Thank you so much for all of your comments. Reading about your experiences has really really helped. We're now keen to defer DS1's school entry. Where do we start though? Any advice on the procedure would be most welcome. Who should I talk to first? Who do I need to get on side?

Poltergoose - How is your DS getting on at school? Are you happy that your didn't delay your son starting school in the end?

Saracen - Thank you for your thoughts. I think you make a very good point about not being nervous about a 7 year old starting school without first going into reception.

Trigglesx - Please could I ask how your son got on socially with his peers? Did he manage to make some friends despite his speech & language delay?

OP posts:
2old2beamum · 21/12/2013 17:00

Sorry missed this thread (silly old fart) Agree with what you are saying. DD2 birthday end of August (DS) started school 4yrs + 8days It was hard she went through MS and she did an extra year at the end of secondary school having got 2 GCSE's (not A grade I must add Grin)

On the other hand DD3 also DS ( birthday June) delayed school entrance for a year but did not do reception. She too did an extra year when 16 years and got 3 GCSE's Again not A*

What I am trying to say go with your gut feelings and good luck!!

Loopytiles · 22/12/2013 14:03

Hi lotty, there's a facebook group called something like "flexible school admissions", a website run by parents with info, and new DfE guidelines on admissions, encouraging local authorities to be flexible (but no legal force). Might be useful for you to see, if knew how would post links!

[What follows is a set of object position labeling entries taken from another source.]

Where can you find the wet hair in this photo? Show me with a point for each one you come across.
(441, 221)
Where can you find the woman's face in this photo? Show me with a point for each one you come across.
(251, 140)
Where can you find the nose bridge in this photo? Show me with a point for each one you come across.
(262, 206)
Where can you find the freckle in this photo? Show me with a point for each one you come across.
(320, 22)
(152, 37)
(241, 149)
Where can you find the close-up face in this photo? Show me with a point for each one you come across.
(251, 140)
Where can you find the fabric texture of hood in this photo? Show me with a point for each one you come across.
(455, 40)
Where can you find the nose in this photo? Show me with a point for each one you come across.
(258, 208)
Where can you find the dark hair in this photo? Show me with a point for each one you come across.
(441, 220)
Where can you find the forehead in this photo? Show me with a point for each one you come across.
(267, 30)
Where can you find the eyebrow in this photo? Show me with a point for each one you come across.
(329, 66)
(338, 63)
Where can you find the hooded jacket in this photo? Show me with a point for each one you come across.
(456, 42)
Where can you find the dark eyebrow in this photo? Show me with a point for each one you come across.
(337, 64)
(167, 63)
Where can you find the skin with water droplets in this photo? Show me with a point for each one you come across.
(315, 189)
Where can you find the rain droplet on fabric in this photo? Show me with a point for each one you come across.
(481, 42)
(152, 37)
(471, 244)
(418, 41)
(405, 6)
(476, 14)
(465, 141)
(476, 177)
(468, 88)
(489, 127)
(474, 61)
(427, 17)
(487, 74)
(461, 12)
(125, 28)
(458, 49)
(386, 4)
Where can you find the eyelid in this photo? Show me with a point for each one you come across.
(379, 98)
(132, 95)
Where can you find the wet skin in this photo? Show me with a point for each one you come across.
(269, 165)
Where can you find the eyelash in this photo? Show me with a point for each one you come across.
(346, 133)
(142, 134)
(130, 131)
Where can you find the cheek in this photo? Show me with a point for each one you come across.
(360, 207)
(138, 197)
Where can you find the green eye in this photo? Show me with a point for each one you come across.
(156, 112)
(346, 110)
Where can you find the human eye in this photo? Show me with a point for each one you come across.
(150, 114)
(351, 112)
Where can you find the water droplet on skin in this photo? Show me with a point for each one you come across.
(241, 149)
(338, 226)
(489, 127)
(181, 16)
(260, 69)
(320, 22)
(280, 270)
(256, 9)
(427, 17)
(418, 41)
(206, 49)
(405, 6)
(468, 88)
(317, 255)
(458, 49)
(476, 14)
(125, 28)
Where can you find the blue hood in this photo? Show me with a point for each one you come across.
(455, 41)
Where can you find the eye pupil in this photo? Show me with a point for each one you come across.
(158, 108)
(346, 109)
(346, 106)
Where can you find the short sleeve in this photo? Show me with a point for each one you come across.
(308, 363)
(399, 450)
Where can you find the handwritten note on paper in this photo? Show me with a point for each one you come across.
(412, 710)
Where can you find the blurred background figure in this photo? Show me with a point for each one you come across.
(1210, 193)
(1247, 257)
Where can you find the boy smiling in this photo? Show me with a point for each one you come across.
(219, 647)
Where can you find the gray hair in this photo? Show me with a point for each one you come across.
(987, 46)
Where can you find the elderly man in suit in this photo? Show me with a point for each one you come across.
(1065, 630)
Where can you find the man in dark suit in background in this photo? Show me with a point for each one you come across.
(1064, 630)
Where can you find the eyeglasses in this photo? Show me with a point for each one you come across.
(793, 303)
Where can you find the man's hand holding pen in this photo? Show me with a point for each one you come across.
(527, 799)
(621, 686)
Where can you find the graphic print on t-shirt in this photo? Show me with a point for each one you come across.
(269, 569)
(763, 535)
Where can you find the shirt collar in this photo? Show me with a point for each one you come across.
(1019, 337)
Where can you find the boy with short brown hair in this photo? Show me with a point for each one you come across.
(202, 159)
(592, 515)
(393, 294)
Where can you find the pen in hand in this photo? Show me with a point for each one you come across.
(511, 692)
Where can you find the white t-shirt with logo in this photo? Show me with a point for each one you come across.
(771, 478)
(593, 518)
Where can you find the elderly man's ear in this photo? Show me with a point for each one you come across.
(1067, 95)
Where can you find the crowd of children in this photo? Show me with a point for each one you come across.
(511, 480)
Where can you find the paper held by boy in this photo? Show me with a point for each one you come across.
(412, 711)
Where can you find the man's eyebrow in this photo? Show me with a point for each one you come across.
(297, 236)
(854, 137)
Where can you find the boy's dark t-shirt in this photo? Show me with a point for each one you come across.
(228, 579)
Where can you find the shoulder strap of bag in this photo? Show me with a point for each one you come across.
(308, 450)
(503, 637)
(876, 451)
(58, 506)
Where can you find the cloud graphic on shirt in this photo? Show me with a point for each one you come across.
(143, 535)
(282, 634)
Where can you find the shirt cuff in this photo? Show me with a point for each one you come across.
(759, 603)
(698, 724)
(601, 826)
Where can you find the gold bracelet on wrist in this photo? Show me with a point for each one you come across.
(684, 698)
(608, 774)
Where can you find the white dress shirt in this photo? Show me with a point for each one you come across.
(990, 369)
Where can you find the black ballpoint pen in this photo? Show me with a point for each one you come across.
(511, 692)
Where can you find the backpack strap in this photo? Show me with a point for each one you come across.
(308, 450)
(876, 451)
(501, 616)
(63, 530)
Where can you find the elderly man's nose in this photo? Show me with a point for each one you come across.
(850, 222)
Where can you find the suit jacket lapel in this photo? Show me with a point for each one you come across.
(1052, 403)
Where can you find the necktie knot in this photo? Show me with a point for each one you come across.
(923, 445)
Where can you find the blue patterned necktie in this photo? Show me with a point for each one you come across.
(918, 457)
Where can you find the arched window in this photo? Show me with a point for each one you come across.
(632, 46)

Loopytiles · 22/12/2013 14:04

summerbornchildren.org/

Sneezecakesmum · 22/12/2013 16:30

It's perfectly possible to do part time in reception rather than nursery. This was going to be DGS' plan. Part time, split placement at nursery and the first year of reception to get to know the other kids. Not able to do it because the equipment wasn't in place. Now at full time in the second year of reception this September. He was 5 in September.

Look into part time in the reception year as it's a gentle ease into the school.

The powers that be just organised everything really, statement, school etc, though we were consulted Grin.